Friday, March 13, 2015

Irish Potato Candies

There are two distinct food items I associate with St. Patrick's Day from growing up: Shamrock Shakes and Irish Potato Candies. 



While Shamrock Shakes have made their way to Texas (whew), many people don't know about Irish Potato candies. 

Being raised in the Philadelphia suburbs, and going to a Catholic schools named after the Irish saint himself, someone always brought a batch of these candies to school. They are incredibly easy to make, so I wanted to share this recipe for you to try over the weekend!



Irish Potato Candies

4 oz cream cheese, room temperature
1/4 c (1/2 a stick) butter, room temperature
2 c (about 1 16 oz bag) powdered sugar
1 tbsp vanilla (I prefer homemade, as its stronger)
2 1/2 c (about one 7.5 oz bag) sweetened, shredded coconut 
About 3 tbsp cinnamon

Beat the cream cheese and butter together (with a hand or stand mixture, either is fine).

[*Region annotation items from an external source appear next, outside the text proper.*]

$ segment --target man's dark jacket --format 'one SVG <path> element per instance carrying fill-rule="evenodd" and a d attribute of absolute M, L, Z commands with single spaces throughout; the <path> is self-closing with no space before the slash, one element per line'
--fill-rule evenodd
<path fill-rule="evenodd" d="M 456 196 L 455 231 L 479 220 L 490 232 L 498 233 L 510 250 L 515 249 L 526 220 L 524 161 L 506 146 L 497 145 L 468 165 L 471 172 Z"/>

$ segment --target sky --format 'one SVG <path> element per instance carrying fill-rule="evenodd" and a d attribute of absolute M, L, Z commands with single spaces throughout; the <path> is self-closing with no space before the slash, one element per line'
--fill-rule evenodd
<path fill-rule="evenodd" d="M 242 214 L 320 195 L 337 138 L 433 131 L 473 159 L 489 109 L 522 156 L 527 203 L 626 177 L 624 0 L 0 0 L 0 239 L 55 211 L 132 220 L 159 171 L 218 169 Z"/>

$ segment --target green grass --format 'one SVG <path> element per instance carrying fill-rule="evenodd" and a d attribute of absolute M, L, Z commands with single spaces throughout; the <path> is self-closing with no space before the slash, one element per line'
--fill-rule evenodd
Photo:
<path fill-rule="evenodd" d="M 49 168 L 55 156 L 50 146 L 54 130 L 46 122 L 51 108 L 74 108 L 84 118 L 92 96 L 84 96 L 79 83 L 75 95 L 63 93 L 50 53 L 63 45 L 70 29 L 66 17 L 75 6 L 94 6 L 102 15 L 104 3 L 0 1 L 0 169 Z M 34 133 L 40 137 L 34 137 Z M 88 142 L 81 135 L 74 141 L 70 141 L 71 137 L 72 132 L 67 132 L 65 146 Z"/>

Add one cup of powdered sugar, continue to beat. Add vanilla, coconut, and, keeping back about 1 or 2 tablespoons, add the rest of the powdered sugar. Beat until creamy. Add the cinnamon to the powdered sugar you held back, mixing until its the color of potatoes. Roll the mixture in to oblong balls (the less perfect the better), then roll the balls in the cinnamon mixture. You can get really intricate and add nuts to represent the eyes on the potatoes, but I usually just stab the balls with a fork a bit to get some texture. Next refrigerate the "potatoes" until about 15-20 minutes before serving. I tend to like food closer to room temperature, as you can taste it more!

*it is okay if the potatoes look really white when going in the fridge; the butter and cream cheese absorb the powdered sugar and leave a nice,splotchy, potato color!

I hope you enjoy this Philadelphia favorite! Let me know if you make them and what your reaction is.